Oregon Law Gives Consumers More Vehicle Information When Car is Totaled

January 13, 2010

The Oregon Department of Consumer and Business Services is reminding insurance agents and residents that they have new rights if their vehicle is totaled in an accident. New rights when your car is totaled

House Bill 2190 took effect in January, allowing drivers to get more information and leverage when negotiating a settlement for their totaled cars, DCBS said.

The new law requires insurance companies to:

  • Give car owners a written notice that explains total loss, including how car values are determined and what to do if the owner disagrees with an insurer’s offer.
  • Give consumers the valuation or appraisal reports used to set the vehicle’s value. Currently, a consumer must ask for a copy.
  • Pay car owners the amount not in dispute while negotiations over value continue. For example, if an insurer offers $4,000 and the car owner seeks $5,000, the insurer must pay the $4,000 upfront.
  • Reimburse consumers for reasonable appraisal costs. This applies when the owner has the right to an appraisal and the final appraised value is greater than the insurer’s last offer.

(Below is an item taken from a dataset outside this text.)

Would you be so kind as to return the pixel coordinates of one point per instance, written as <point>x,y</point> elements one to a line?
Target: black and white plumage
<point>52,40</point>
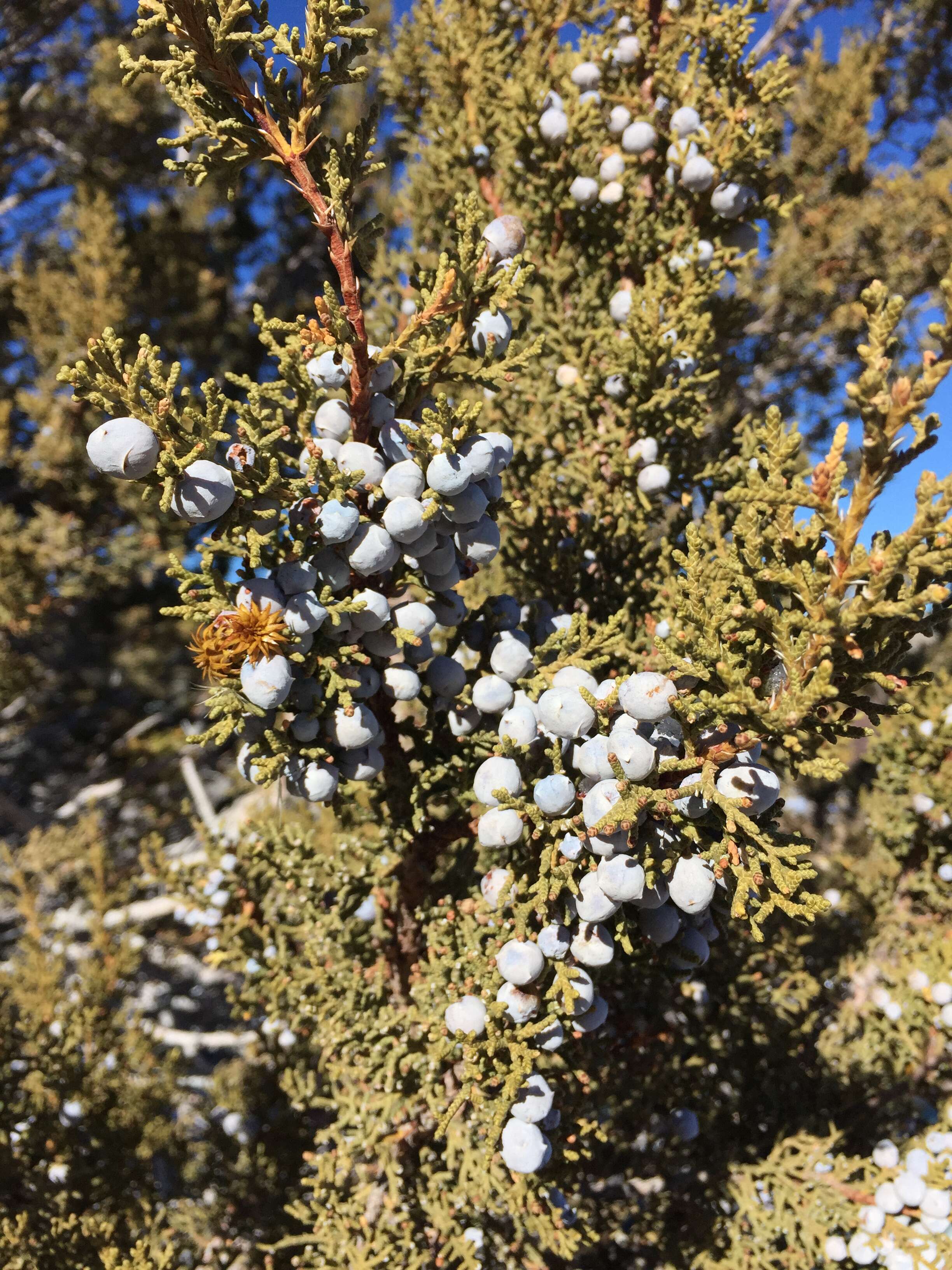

Consumers often feel like they have no power when negotiating with insurance companies over totaled cars — they disagree with the offer but they receive little information about how the company determined the value, said State Rep. Paul Holvey, (D-Eugene), who chairs the House Consumer Protection Committee.

Having insurers pay the undisputed amount is particularly important because many people need to buy a new car right away to get to work, said Teresa Miller, administrator of the Insurance Division. This fact of life forces some consumers to give up any thoughts of researching their vehicle’s value and negotiating a settlement.